Pages

Wednesday, March 08, 2006

Data loss risk during RAID rebuild

Have you ever lost data during RAID rebuild? Well, this week it happened again to us, actually my third time in just over a year when the second disk had uncorrectable errors/failure during RAID reconstruction. Couple of months ago, I mentioned same concern in my post Happy New Year & Food for Your Brain.
Will risk of data loss during RAID rebuild time become major concern with increase in disk capacity?
Are there any studies that looked at probability of second disk with uncorrectable errors during RAID reconstruction? If you know any studies or reliability model, send me a message through comments or via email.
How to find my email address? View my complete profile > My Web Page >Contact Us.
As the disk capacity is increasing, it is taking longer to rebuild the RAID group. And during this reconstruction time, there is no protection in place for stored data against total loss other than the last good backup. With typical RAID5 rebuild rate of 10 - 15GB/hr, reconstruction of a RAID group with high capacity disk, such as 500GB disk, can even be longer than the 24 hour backup rotation.

How vulnerable and aware organizations are to data loss during RAID rebuild? What are they doing to protect themselves against the second disk failure during RAID reconstruction?

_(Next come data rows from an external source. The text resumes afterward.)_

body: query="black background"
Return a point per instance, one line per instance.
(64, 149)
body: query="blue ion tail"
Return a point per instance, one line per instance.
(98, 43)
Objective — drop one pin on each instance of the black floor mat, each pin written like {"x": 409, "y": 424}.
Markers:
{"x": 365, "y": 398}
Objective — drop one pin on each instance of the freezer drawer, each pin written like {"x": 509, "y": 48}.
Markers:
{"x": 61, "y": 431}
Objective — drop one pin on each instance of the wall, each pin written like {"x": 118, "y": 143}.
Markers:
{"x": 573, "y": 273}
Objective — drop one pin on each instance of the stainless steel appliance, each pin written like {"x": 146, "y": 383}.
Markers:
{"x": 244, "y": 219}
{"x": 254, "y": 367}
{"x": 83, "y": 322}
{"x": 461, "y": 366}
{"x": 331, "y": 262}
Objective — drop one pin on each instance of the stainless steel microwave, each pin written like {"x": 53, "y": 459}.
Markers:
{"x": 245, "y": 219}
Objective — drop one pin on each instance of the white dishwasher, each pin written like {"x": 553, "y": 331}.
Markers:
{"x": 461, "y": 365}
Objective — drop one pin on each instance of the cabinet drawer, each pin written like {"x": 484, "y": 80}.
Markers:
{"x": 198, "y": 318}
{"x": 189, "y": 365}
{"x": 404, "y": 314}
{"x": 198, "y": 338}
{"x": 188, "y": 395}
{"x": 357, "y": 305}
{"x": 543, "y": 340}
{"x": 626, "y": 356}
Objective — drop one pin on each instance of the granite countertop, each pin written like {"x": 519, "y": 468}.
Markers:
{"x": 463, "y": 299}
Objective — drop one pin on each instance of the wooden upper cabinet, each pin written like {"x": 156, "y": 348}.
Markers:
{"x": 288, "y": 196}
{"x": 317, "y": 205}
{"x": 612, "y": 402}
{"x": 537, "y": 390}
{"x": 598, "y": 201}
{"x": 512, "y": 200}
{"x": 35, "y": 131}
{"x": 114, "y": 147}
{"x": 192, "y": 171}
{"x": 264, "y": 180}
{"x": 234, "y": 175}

Previously, I considered several alternative but still looking at ways to mitigate this risk elegantly.
  • RAID10 instead of RAID5 as default RAID group.
  • Dual parity RAID techniques.
  • Initiating snapshot and backup upon detection of first disk failure.

3 comments:

  1. For us, this risk is mitigated by mirroring the data on a second server (soon to be) located offsite. However, this particular issue was not a consideration in the past, perhaps it will be a primary motivator when the accounting department next objects to the next redundancy purchase. :-)

    ReplyDelete
  2. Drew,

    When are you buying the extra WAN bandwidth for offsite synchronous replication? IMO, any other offsite replication is not an alternative to RAID 5 rebuild risks.

    Anil

    ReplyDelete
  3. Best way out could be to use RAID-6 configuration (HP's Advance Data Guarding). This can handle multiple (generally 2 drive failures) per Array.